Why Future For Advanced Micro Devices (NYSE:AMD) Looks Dark?
Advanced Micro Devices (NYSE:AMD) has reported Q4 revenues recently and it saw some positive results from the latest quarter of last year. The company reported an EPS of $0.06 along with revenue of $1.59 billion. The consensus estimates that were made for the company were accurate. The gross margin for the company did see a dip by 1% as compared to Q3 2013 this despite of a $7 million benefit from reserved inventory sales. The high point for Q4 2013 was certainly the rise in the revenue from graphics. The profit came mostly from the sales of Semi-custom chips which generated a total operating profit of around $121 million. The profits may not be monumentally huge to turn around the company’s fortunes but they were still substantial to support some other segments of AMD.

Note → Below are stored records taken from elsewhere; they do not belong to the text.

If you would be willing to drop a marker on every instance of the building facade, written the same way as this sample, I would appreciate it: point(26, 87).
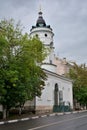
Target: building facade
point(58, 89)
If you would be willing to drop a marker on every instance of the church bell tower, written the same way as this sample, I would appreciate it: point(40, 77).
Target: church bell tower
point(45, 33)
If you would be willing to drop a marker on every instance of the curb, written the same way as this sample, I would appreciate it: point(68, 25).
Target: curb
point(39, 116)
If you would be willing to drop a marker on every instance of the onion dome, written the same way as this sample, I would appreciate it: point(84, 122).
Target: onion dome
point(40, 21)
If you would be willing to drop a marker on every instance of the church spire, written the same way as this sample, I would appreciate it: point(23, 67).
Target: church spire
point(40, 21)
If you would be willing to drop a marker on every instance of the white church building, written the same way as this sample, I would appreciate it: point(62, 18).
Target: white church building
point(58, 90)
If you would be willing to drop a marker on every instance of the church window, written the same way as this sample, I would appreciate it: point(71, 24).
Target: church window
point(45, 35)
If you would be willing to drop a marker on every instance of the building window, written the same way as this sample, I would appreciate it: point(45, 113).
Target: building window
point(45, 35)
point(36, 35)
point(50, 61)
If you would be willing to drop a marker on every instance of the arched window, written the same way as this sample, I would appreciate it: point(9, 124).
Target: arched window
point(56, 94)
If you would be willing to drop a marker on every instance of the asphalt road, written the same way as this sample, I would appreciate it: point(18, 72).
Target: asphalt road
point(76, 121)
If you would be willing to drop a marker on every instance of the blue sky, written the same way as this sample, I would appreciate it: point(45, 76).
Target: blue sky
point(68, 19)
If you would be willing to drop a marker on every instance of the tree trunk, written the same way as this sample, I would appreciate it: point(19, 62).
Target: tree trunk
point(20, 110)
point(4, 113)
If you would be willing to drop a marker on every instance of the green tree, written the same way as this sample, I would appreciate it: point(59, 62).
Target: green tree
point(21, 76)
point(79, 75)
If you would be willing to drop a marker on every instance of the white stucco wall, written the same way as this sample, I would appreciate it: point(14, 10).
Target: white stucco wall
point(47, 98)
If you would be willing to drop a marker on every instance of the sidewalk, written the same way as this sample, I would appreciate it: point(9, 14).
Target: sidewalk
point(34, 116)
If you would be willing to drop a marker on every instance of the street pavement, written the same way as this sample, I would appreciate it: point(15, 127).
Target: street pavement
point(53, 121)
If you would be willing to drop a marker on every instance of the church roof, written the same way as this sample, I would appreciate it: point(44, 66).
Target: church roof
point(40, 21)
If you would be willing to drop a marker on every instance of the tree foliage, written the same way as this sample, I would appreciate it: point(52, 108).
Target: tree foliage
point(79, 75)
point(21, 76)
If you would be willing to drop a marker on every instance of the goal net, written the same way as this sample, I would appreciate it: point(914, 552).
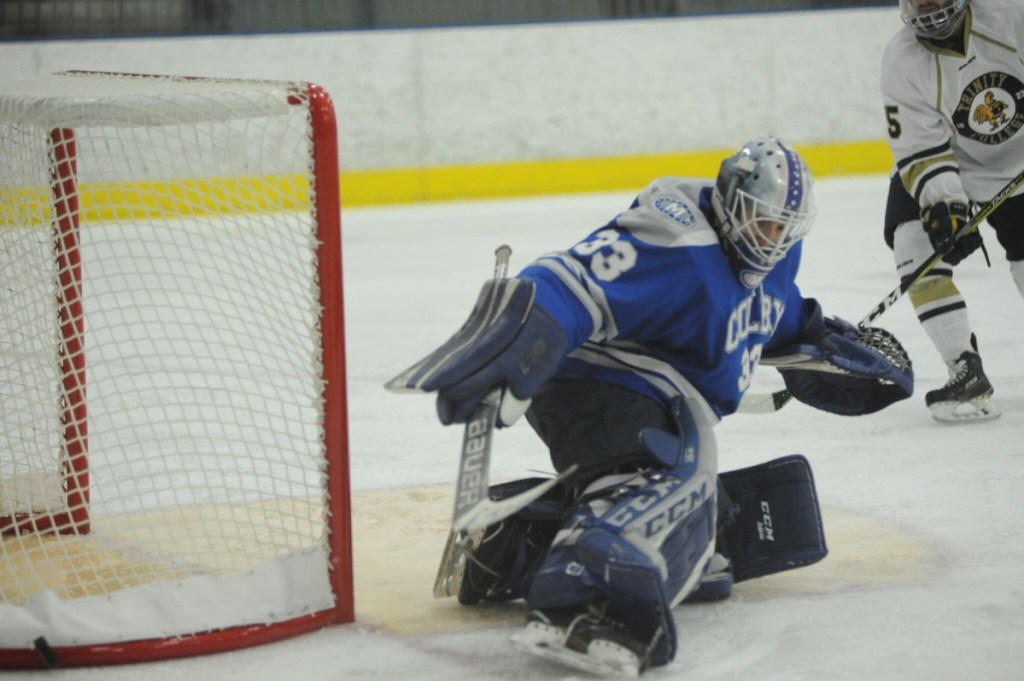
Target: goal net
point(173, 443)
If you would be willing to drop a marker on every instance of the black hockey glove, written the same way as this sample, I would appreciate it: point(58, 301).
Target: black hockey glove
point(943, 222)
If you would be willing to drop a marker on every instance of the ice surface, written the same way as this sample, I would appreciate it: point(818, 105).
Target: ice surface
point(924, 520)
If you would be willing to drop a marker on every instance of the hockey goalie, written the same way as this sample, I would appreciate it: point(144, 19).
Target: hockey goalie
point(623, 352)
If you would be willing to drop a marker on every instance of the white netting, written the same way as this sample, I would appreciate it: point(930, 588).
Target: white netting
point(200, 316)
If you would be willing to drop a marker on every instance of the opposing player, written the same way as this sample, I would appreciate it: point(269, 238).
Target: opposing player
point(952, 85)
point(627, 348)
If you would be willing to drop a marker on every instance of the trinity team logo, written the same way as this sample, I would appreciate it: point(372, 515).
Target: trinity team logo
point(991, 109)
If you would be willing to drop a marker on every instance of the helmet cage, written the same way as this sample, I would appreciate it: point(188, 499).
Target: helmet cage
point(935, 24)
point(762, 232)
point(763, 204)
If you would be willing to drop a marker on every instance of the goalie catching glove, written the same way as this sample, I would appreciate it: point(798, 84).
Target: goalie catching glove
point(838, 368)
point(507, 342)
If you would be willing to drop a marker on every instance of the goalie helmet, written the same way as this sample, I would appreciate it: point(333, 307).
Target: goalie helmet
point(932, 18)
point(763, 205)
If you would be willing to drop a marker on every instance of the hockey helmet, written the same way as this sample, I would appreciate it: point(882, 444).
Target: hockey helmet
point(763, 205)
point(932, 18)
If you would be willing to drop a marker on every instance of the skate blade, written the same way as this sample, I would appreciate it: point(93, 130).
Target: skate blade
point(602, 657)
point(979, 409)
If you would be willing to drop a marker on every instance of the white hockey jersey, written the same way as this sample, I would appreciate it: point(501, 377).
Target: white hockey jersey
point(955, 118)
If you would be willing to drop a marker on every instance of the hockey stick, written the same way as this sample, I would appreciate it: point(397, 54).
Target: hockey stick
point(473, 507)
point(765, 402)
point(927, 266)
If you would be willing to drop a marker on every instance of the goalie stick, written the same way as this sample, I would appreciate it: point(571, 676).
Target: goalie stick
point(474, 509)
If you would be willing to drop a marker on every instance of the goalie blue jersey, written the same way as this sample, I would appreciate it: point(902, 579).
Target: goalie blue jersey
point(649, 302)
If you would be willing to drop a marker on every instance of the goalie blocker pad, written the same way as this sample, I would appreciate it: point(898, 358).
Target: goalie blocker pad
point(847, 371)
point(774, 523)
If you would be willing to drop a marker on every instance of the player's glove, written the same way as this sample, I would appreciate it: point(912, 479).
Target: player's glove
point(943, 221)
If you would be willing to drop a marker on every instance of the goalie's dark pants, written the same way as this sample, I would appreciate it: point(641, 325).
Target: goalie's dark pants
point(595, 425)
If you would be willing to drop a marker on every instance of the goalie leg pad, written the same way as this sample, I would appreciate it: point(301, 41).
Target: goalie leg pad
point(638, 544)
point(506, 341)
point(778, 524)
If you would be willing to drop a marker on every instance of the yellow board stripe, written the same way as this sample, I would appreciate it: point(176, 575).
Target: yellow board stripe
point(181, 199)
point(164, 200)
point(582, 175)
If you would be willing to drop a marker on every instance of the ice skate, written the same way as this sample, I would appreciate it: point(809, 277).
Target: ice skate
point(584, 638)
point(966, 396)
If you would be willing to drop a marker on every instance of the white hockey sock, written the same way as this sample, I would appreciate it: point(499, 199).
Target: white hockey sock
point(949, 331)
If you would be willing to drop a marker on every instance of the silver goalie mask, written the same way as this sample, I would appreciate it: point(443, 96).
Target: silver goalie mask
point(932, 18)
point(763, 204)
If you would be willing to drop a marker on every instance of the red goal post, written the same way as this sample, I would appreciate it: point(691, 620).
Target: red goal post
point(173, 436)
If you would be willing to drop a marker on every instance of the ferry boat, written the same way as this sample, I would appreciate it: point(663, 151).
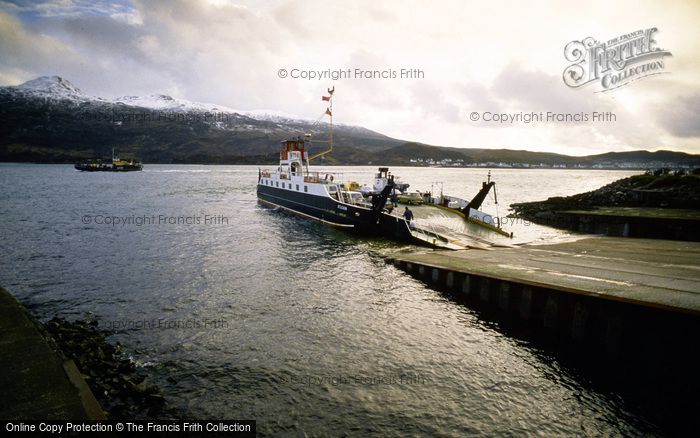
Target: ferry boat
point(117, 165)
point(331, 199)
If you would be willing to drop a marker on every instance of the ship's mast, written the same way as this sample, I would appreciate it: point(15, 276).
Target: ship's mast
point(329, 112)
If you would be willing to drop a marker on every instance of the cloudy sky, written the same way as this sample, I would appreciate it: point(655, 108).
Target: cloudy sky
point(496, 57)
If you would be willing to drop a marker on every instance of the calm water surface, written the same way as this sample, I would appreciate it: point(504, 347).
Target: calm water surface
point(278, 319)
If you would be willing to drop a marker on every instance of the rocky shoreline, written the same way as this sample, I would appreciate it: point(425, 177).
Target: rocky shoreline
point(121, 389)
point(653, 189)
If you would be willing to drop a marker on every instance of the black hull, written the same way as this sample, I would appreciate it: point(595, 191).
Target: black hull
point(108, 168)
point(337, 214)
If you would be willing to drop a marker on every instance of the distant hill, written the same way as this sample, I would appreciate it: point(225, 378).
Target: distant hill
point(49, 120)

Other divisions for AMD however have been suffering lately because of a multitude of factors. For instance the computing division saw a dip in revenue by 13% year over year, this despite the fact that the sale price for microprocessors increased. This is also an indicator that the market for chipsets and notebooks is dismal.
From an investors point of view
From an investor’s point of view, this quarter is not bad when it comes to numbers and the output. However in the long run, investors will surely think about what’s to come. For example, if the company can only generate earnings of $0.06 in a quarter despite encouraging trends and the launch of next gen platforms from giants like Microsoft and Sony, what can the company do when the market does not favor them anymore? Does this mean that this is as good as it gets for the company? These are some questions that the management at AMD will have to address and quickly.
Major areas to address
Two major issues were the key points raised in the earnings call. One, the lower cash balances guided by the management which is usually a good thing but in this case where the company is targeting cash levels in excess of a billion USD, $200 million down from the mark is certainly a cause for worry. Two, the CEO avoided questions regarding additional leg down for gross margins. Professional investors will surely go for a wait and see policy which could mean bad news potentially for AMD.